I can sympathize. It wasn’t until I had shaved my full beard down to a circle beard 3 weeks ago that I remembered that one of the reasons I decided to grow a beard was that I don’t have much in the way of a jawline any more.
Needless to say, I now have about 3 weeks worth of full beard growth.
Waenara
October 23, 2007, 10:51pm
42
I googled around and managed to find this incredibly detailed paper (43-page, 6.6MB PDF!) titled The Human “Chin” , with a detailed analysis of the variation in chins in humans and Pleistocene hominids (including Neandertals).

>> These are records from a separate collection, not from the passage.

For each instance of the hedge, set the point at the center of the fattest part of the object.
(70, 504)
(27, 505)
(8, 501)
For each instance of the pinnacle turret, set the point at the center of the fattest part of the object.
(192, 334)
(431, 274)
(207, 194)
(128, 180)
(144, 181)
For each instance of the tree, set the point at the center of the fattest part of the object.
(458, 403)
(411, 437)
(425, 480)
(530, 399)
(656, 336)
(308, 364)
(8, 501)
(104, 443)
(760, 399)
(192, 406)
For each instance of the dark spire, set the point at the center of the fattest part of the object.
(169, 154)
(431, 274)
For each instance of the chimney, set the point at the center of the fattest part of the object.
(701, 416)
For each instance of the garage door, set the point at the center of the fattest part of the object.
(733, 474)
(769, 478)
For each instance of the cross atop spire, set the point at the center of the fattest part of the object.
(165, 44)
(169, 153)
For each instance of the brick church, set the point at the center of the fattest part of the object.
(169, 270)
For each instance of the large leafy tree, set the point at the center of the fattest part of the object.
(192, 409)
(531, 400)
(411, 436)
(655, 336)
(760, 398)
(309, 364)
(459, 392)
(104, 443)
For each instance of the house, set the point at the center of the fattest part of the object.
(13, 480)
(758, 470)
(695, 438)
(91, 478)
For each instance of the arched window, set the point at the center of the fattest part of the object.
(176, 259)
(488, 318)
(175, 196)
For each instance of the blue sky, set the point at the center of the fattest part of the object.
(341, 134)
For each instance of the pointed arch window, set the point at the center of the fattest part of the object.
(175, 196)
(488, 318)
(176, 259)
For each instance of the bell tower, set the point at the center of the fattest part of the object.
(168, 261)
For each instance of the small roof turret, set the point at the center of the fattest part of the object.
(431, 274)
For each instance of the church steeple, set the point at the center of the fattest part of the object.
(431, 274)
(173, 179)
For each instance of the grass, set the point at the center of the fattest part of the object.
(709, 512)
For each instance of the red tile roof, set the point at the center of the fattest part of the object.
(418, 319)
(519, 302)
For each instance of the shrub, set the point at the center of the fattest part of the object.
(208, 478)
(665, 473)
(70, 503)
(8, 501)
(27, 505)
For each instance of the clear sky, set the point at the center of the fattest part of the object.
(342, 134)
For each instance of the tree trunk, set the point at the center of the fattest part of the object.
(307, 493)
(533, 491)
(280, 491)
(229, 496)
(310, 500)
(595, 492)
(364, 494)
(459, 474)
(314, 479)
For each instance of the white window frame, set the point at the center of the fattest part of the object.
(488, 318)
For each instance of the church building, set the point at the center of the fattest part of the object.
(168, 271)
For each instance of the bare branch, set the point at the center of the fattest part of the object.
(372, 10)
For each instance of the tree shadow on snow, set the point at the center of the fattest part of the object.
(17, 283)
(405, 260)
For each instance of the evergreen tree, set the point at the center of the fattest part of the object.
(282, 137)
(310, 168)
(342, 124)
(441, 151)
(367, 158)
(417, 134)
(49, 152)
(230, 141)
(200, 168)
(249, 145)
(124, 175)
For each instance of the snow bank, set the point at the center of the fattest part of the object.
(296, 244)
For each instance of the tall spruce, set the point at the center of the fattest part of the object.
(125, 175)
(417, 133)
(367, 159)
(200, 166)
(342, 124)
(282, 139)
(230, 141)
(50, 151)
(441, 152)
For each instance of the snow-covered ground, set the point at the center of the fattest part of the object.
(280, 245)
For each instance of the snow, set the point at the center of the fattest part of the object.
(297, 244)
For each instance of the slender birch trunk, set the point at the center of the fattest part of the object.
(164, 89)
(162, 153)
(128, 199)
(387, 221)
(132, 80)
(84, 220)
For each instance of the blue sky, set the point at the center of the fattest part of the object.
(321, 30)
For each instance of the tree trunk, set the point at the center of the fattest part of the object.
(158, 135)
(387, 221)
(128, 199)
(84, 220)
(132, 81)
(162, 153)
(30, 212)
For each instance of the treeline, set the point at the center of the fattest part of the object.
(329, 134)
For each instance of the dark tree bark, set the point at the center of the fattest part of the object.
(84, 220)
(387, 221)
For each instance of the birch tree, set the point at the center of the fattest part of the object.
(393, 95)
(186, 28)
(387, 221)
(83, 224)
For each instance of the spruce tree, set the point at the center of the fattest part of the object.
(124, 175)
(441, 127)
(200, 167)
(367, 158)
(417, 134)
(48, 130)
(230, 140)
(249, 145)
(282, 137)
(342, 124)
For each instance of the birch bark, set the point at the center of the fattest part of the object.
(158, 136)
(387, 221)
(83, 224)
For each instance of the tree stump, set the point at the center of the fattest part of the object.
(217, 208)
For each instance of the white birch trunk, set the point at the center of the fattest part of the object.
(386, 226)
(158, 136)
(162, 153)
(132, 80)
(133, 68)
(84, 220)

I don’t have time right now to read it in depth, but basically I came away with the idea that the “chin” is not a well-defined technical term, and is often used to describe different morphological characteristics. There is a broad range of normal variation in human chins, and the characteristics of human or hominid “chins” can change as they mature (juveniles to adults).
Starting on page 36:
Morphologically, the primary implication of our observations is that a bulging symphyseal region is not equivalent to a chin. When humans and elephants can both be described as having chins (e.g., Enlow, 1982), it is probably time to reconsider the applicability of the term. Consequently, we recommend that the term ‘‘chin’’ no longer be used in discussions of mandibular morphology and its phylogenetic and systematic significance . If, however, one feels the need to retain this term, it should be restricted in usage only to extant H. sapiens and those fossils displaying the constellation of symphyseal features of this species. Since it is obvious that bulges and swellings as well as subalveolar depressions of differing degrees of expression and different morphologies have come to adorn the symphyseal regions of a diversity of hominids, we further recommend that the terms (and the synonyms of) ‘‘mentum osseum,’’ ‘‘incurvatio mandibularis,’’ ‘‘tuberculum laterale,’’ and even ‘‘trigonum mentale’’ also be limited, or even dropped from usage. As anatomical terms, they are used to refer both to sometimes superficially similar and to sometimes markedly different structures in a diversity of adult specimens that may have arisen from totally different juvenile configurations . As for children, the sometime presence of a gomphotic scar especially low down along the midline of the mandible is a naturally occurring result of symphyseal fusion. Unless it is distinctly raised and part of an everted, inverted ‘‘T’’-shaped structure that is associated with mental fossae, it is not a ‘‘hint’’ or a ‘‘trace’’ of a mental trigon as seen in H. sapiens. Thus, these terms have become charged with a scenario of ‘‘chin’’ evolution which should itself be discarded .
Throughout this paper, we have attempted to keep our description of morphology apart from a phylogenetic and, especially, functional interpretation of it. We have, however, stressed the importance of understanding the morphology of the adult by starting first with an appreciation of the details of juveniles precisely because this is the most fundamental way in which to appreciate the similarities or differences that exist among individuals and between the average morphologies of taxa.
Basically, however, the facts are that H. sapiens has a distinctive symphyseal configuration from its ontogenetic outset and that many other hominids, especially Neanderthals, do not share any version of these apomorphies. From this it would seem reasonable to conclude that Neanderthals and those specimens that are morphologically similar to them in symphyseal morphology are not members of the species H. sapiens. But if one was committed to the interpretation that there was only a single species, which encompassed a diversity of morphologically distinctive specimens— such as all or most of those we discuss here—then one would be obliged to explain how members of the same species could have come to be morphologically different from one another. We, however, are trying to understand as best we can what the details of difference and similarity are from the beginning. Only afterward can we bring this information to bear on our phylogenetic and systematic hypotheses, and, if we so choose, to offer explanations for how and even perhaps why certain features came to be the way they are. Our appreciation of development also differs significantly from the more prevalent one in the literature: essentially, if development is taken into consideration at all, it is done secondarily, after specimens of adult individuals have been sorted into a Haeckelian scale naturae that is regarded as reflecting a transformation sequence . This license is prevalent in paleoanthropology, as is indicated in the oft-published diagrams of fossil adult crania arranged in a presumed phylogenetic sequence.
Clearly symphyseal morphology, especially as considered within a developmental framework, lends support to previous suggestions of notable taxic diversity within the genus Homo (e.g., Howell, 1994; Santa Luca, 1978; Schwartz & Tattersall, 1996b; Tattersall, 1986; Zollikofer et al., 1995): a diversity that is at present substantially underestimated.
The “Jay Leno/Quentin Tarintino” genes.